Demand management is the theory behind help desks. If your software breaks and you have a warranty (which all employees have with company-provided software), you have a right to have someone fix your problem. Additionally, demand management operates on the urgency principle. How many people are impacted by whatever isn’t working? If the answer is a lot of people, fix it immediately. If it’s a smaller number, use FIFO.
Today, most IT organizations have matured to the point where they have created a hybrid system we call gated-demand management. Under a gated-demand system, business users have a right to ask for an unlimited number of new things, but someone other than the business unit itself has a right to determine if it is in the company’s interest to perform the work requested. In theory, this should help constrain the never-ending demand for more “run the business” (RTB) activities, but in practice, according to Gartner, 60 to 70% of IT spending still gets sucked into RTB.
What’s important to stress at this point is that RTB demand is infinite. Human beings are incredibly creative, and the more data or knowledge a worker has, the more “formatted” data they will want.

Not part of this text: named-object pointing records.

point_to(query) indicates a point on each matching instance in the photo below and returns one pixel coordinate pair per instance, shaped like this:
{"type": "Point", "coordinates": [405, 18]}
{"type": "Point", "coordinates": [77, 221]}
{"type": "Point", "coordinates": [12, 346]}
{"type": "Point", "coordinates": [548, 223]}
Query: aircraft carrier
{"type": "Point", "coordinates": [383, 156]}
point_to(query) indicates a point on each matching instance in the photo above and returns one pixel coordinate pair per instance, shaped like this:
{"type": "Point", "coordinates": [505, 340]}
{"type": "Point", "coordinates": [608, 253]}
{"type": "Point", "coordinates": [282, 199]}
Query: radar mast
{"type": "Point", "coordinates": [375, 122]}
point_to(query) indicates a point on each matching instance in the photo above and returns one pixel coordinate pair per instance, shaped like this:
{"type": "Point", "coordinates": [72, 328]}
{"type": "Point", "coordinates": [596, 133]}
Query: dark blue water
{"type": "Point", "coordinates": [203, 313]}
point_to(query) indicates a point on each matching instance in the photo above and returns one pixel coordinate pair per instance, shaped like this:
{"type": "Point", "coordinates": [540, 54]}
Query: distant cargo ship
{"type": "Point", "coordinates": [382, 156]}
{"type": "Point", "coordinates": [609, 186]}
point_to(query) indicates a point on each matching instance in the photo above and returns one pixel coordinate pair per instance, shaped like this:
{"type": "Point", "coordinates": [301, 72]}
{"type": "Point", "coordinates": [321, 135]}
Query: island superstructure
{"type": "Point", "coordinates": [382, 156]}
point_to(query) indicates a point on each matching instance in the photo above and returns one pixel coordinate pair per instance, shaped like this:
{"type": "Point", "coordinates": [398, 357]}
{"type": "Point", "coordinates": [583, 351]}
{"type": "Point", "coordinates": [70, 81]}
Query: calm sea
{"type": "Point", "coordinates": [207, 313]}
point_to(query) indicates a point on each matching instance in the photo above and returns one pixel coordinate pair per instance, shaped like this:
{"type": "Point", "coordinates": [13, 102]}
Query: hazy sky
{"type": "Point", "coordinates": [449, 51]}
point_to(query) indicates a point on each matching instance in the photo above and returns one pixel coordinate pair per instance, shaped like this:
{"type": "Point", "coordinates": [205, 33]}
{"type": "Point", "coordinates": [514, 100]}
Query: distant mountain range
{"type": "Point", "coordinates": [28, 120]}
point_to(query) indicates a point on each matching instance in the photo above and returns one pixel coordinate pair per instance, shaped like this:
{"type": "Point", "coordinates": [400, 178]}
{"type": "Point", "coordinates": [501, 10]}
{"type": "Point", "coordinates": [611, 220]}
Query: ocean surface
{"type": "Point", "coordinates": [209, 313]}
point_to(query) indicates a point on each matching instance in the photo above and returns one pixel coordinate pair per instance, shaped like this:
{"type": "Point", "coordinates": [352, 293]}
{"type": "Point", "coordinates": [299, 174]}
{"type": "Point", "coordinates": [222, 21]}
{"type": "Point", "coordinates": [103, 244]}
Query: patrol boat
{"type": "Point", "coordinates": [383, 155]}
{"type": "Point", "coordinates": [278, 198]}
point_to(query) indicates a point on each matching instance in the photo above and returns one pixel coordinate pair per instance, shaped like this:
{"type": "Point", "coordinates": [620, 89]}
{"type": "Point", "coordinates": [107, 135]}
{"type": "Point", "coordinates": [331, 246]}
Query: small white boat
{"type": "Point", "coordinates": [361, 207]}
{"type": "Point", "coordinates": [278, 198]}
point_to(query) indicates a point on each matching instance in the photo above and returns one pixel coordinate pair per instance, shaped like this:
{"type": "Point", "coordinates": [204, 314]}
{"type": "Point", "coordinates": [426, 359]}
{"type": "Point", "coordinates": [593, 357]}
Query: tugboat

Eventually, AI and machine learning might turn the tide, allowing organizations to match demand for data to the supply, but it’s probably safe to say we aren’t there yet.
If demand management thinking has been proven to create a bias toward RTB priorities, how can adopting Strategic Portfolio Management help? SPM, when done correctly, begins with the notion that scarce resources need to be consciously invested in strategic goals.
Most companies have between three and five articulated strategies, and one of the strategies – we hope – should be Operational Excellence, which we define as new investment in current operations. This means that an organization can decide upfront how much of a share of the investment pie the Operational Excellence “strategy” should receive. Using the concept of SPM rather than gated-demand management would allow an organization to set the RTB percentage consciously rather than organically.
Adopting SPM has further advantages. An underlying principle of SPM is all projects chosen in service of a specific strategy must have a defined value and – by extension – be executable. The value need not be monetary; it simply needs to be measurable in some manner, so that management has an ongoing record of whether the investments are moving the organization closer to the realization of the strategic goal.
Demand management works for help desks and break-fix work, and while gated-demand management is a positive and natural evolution, in today’s highly competitive world, organizations need to do something more; they need to adopt Strategic Portfolio Management. For those willing to make the journey, SPM provides a framework for transitioning to a strategy-focused organization.